J'inspire profondément puis je prends mon sac et je me dirige lentement vers les portes d'embarquement. Avant qu'elle ne disparaisse de ma vue, je me tourne une dernière fois vers Éline et je serre les dents en la voyant pleurer à nouveau.

Je rejoins ma salle d'embarquement tel un zombie puis je présente mon billet à l'hôtesse pour le premier contrôle. Cette dernière n'hésite pas, par son regard et ses paroles à me faire comprendre qu'elle me trouve à son goût et je lui jette un regard noir qui a le don de lui clouer la parole et d'effacer son sourire aimable. Désolé mais là, je suis pas vraiment d'humeur à plaisanter.

Je suis appelé dans les premiers pour me rendre dans l'avion. Je laisse toutes les familles surexcitées passer devant moi. J'ai jamais compris pourquoi tout le monde se précipite quand les hôtesses font l'appel, nos sièges sont de toute façon numérotés et réservés.

Mes pieds semblent peser une tonne à présent et mes jambes ont du mal à me porter.

Est-ce qu'elle est encore là ? Est-ce qu'elle est déjà retournée dans sa voiture ?

Avant de m'en voir interdire l'utilisation, j'envoie rapidement un message à Éline.

Je vais embarquer. Tu me manques tellement mon cœur. Skype ce soir. Je t'enverrais un message quand je serais rentré. Fait attention à toi. Je t'aime Éline, je t'aime comme un fou.

Moins de deux minutes plus tard je reçois déjà sa réponse :

La dernière fois, vous m'aviez promis de faire attention et vous avez disparu pendant plusieurs semaines Lieutenant Dalmans.
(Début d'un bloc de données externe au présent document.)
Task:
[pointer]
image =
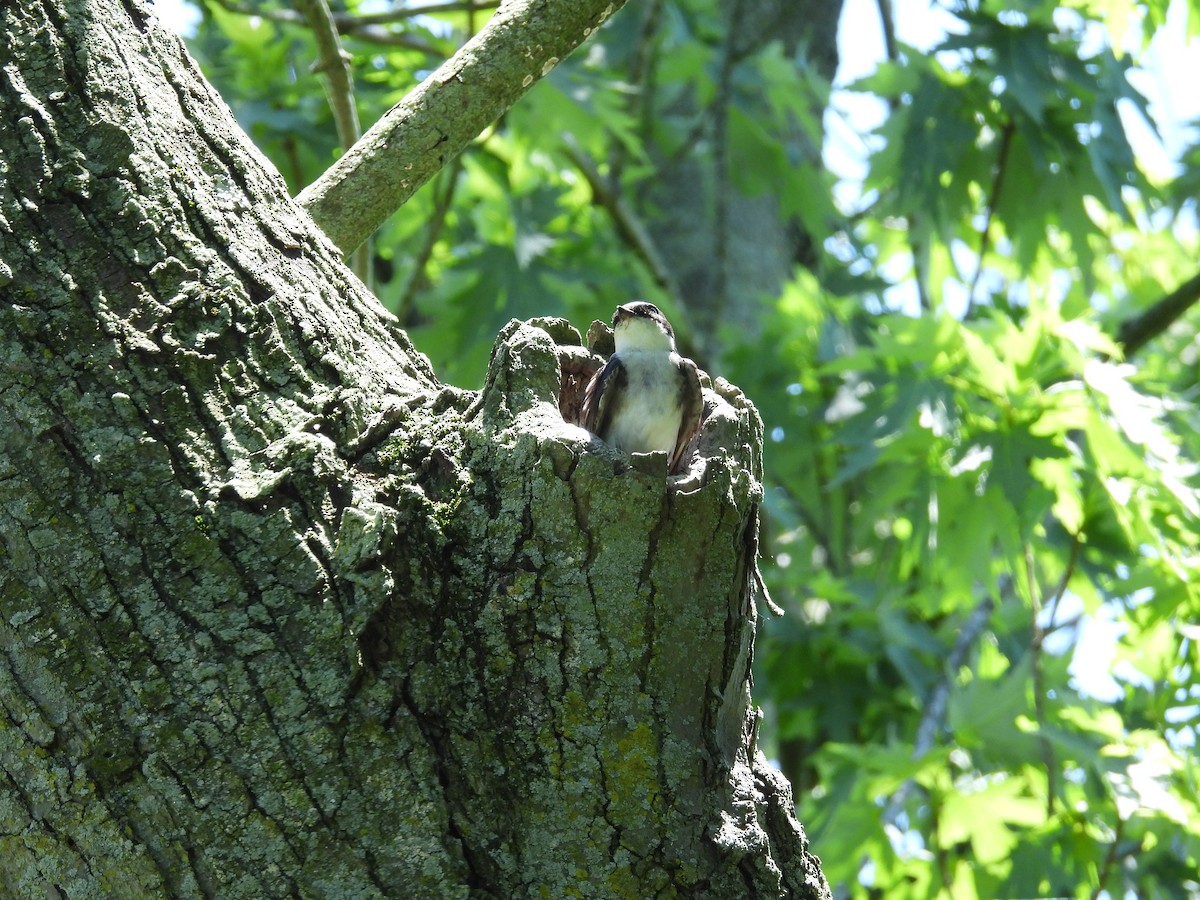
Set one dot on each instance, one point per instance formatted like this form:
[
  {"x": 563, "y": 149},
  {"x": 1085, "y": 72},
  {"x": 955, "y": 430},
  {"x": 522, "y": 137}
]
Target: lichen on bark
[{"x": 282, "y": 615}]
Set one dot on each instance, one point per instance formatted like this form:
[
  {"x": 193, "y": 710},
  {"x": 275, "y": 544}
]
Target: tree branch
[
  {"x": 357, "y": 25},
  {"x": 439, "y": 118},
  {"x": 939, "y": 700},
  {"x": 1141, "y": 329},
  {"x": 335, "y": 64}
]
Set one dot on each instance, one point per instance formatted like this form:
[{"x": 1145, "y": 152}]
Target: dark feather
[
  {"x": 693, "y": 403},
  {"x": 598, "y": 397}
]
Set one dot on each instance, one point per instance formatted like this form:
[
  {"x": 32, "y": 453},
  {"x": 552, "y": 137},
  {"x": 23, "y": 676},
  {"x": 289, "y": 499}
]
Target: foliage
[{"x": 972, "y": 499}]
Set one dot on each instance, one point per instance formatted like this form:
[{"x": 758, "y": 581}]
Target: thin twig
[
  {"x": 1141, "y": 329},
  {"x": 335, "y": 64},
  {"x": 720, "y": 107},
  {"x": 887, "y": 22},
  {"x": 1036, "y": 642},
  {"x": 442, "y": 203},
  {"x": 1110, "y": 859},
  {"x": 1006, "y": 142},
  {"x": 937, "y": 701},
  {"x": 346, "y": 24}
]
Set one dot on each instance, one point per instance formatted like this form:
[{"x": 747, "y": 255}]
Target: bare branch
[
  {"x": 439, "y": 118},
  {"x": 1137, "y": 333},
  {"x": 364, "y": 28},
  {"x": 335, "y": 64}
]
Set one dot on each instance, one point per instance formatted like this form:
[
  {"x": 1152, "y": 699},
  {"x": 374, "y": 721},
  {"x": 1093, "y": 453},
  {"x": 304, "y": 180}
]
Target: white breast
[{"x": 648, "y": 419}]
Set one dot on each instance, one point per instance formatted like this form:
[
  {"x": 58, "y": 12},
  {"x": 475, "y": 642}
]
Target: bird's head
[{"x": 639, "y": 325}]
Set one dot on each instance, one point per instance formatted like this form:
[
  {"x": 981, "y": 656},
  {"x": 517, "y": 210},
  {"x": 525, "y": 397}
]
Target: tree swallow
[{"x": 647, "y": 397}]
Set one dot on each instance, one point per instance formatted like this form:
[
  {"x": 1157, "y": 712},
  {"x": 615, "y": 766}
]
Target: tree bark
[{"x": 281, "y": 615}]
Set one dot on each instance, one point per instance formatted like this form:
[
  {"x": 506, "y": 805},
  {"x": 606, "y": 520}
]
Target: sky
[{"x": 1167, "y": 81}]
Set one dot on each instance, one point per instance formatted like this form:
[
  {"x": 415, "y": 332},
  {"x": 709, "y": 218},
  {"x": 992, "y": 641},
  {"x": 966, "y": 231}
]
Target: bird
[{"x": 646, "y": 397}]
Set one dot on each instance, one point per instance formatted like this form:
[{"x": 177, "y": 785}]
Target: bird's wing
[
  {"x": 693, "y": 403},
  {"x": 598, "y": 396}
]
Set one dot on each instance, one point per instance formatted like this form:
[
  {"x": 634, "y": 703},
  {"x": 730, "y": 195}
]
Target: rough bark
[
  {"x": 282, "y": 616},
  {"x": 521, "y": 43}
]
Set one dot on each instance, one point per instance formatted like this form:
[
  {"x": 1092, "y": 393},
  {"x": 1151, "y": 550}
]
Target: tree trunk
[{"x": 280, "y": 615}]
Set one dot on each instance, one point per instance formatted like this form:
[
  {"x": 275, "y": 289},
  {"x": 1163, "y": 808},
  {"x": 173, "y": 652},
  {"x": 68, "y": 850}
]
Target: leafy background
[{"x": 982, "y": 507}]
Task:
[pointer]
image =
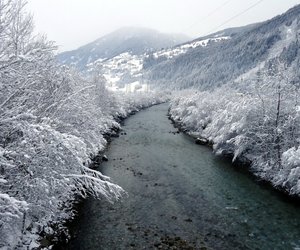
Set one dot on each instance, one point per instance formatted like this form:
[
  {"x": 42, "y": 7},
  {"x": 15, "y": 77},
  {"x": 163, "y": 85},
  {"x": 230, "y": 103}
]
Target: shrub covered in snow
[
  {"x": 52, "y": 120},
  {"x": 257, "y": 119}
]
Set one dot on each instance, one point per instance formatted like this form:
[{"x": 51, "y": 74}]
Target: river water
[{"x": 181, "y": 196}]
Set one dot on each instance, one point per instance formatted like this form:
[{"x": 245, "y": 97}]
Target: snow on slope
[
  {"x": 170, "y": 53},
  {"x": 124, "y": 72}
]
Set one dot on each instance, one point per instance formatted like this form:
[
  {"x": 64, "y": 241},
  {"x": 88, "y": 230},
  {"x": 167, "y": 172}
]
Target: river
[{"x": 181, "y": 196}]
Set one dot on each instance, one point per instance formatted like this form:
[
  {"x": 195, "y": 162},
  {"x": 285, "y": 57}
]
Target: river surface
[{"x": 181, "y": 196}]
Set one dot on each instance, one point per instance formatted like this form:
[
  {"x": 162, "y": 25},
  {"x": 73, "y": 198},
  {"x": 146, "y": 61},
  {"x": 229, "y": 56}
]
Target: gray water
[{"x": 181, "y": 196}]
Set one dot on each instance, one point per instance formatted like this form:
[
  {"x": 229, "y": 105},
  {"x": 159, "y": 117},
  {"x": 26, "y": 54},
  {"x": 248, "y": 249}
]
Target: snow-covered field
[{"x": 173, "y": 52}]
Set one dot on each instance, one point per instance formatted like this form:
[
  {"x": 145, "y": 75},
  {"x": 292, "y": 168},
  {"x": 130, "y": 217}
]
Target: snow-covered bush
[
  {"x": 256, "y": 119},
  {"x": 52, "y": 120}
]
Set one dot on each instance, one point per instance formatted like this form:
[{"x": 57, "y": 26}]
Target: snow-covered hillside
[
  {"x": 181, "y": 49},
  {"x": 250, "y": 110},
  {"x": 133, "y": 40}
]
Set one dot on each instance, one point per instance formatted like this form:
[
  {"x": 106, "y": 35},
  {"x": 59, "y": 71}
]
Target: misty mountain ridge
[
  {"x": 249, "y": 49},
  {"x": 133, "y": 40}
]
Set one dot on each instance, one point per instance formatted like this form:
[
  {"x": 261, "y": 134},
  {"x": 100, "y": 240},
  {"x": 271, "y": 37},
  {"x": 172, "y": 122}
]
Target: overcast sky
[{"x": 72, "y": 23}]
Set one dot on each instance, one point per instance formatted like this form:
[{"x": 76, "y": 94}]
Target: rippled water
[{"x": 181, "y": 196}]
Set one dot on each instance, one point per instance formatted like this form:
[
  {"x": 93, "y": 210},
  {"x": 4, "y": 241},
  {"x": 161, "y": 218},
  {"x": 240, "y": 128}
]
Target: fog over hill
[{"x": 129, "y": 39}]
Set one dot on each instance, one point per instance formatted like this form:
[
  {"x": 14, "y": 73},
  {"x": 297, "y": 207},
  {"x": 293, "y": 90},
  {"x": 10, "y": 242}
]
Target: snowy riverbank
[{"x": 236, "y": 125}]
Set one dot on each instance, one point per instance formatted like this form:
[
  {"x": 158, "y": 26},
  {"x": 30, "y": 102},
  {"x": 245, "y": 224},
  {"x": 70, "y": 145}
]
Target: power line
[
  {"x": 209, "y": 14},
  {"x": 237, "y": 15}
]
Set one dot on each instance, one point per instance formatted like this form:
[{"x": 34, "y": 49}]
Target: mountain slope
[
  {"x": 133, "y": 40},
  {"x": 211, "y": 66}
]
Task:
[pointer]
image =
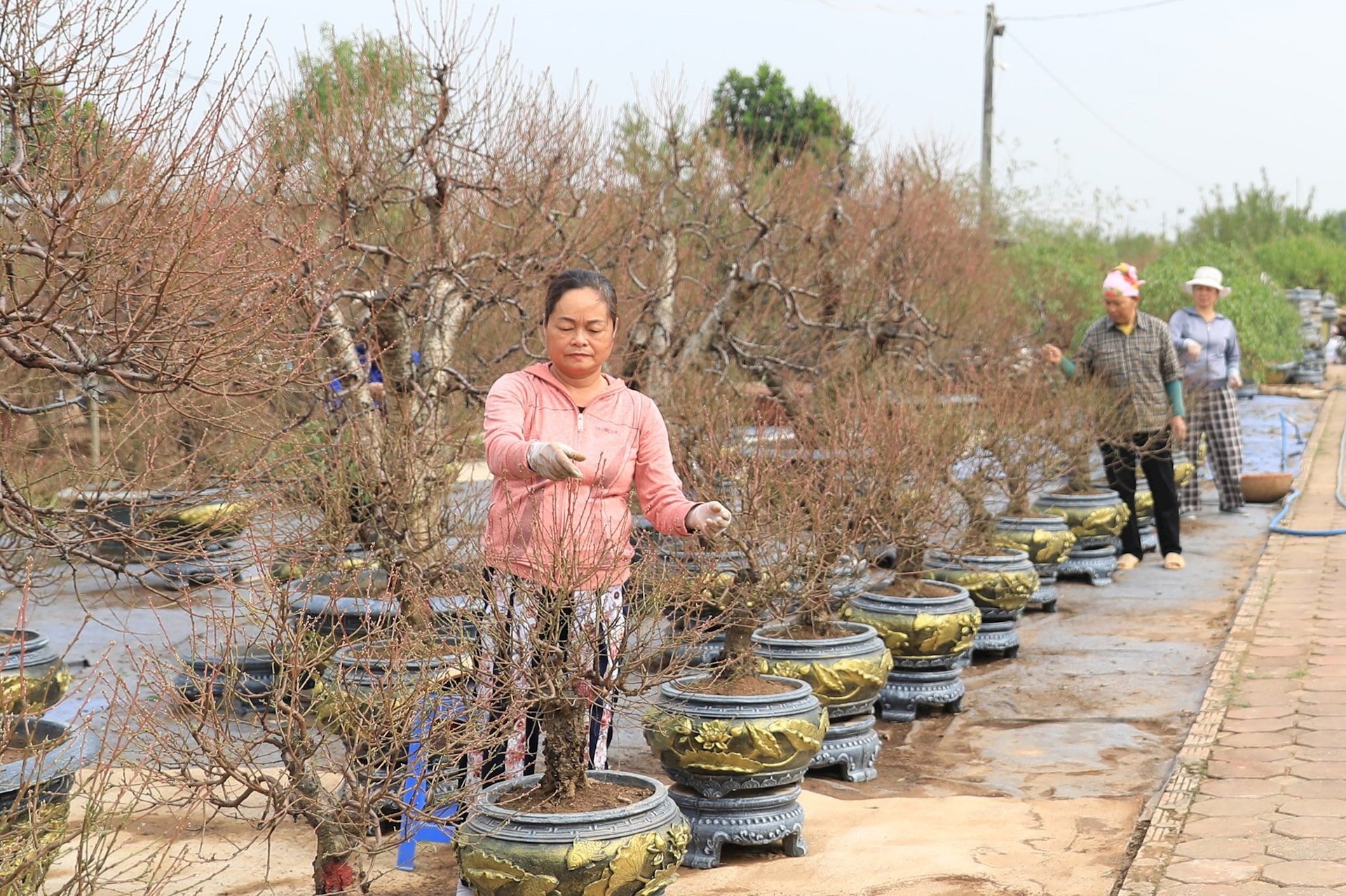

Ne me refaites pas le coup cette fois parce que je jure de vous pourrir la vie par la suite !

Moi aussi je vous aime Monsieur le militaire et j'ai hâte de vous revoir, de vous entendre me donner des ordres et de pouvoir vous reprocher encore et encore d'être très possessif avec moi.

Merde Romain, qu'est-ce que tu as fait de moi ?

Je t'aime tant.

Nan mais elle va réussir à me faire chialer à distance elle c'est pas possible.

Lorsque je m'assieds à ma place, côté hublot, je regarde distraitement le tarmac et les bâtiments de l'aéroport et je fais à peine attention à mon voisin.

Lorsque l'avion se met à rouler lentement sur la piste je serre les poings. Et quand le sol commence à s'éloigner petit à petit, je ferme les yeux pour ne pas me mettre à chialer une nouvelle fois.

Je sens une main qui se pose sur mon bras et je rouvre immédiatement les yeux.

La dame qui est assise à côté de moi et qui doit être âgée d'une trentaine d'années, me regarde d'un air angoissé.

- Vous êtes sûr que ça va ? Si vous êtes malade dites le moi parce que je ne supporte pas d'avoir quelque qui vomit à côté de moi.

Je la rassure rapidement et je lui indique que je ne suis jamais malade en avion.

Elle ne semble pas totalement convaincue car je la vois régulièrement jeter des regards discrets vers moi au-dessus de son magazine.

C'est alors que je remarque l'un des titres écris sur la couverture : mon cœur se met à battre plus vite et la réponse m'apparaît évidente.

Je n'ai jamais été aussi sûr de moi.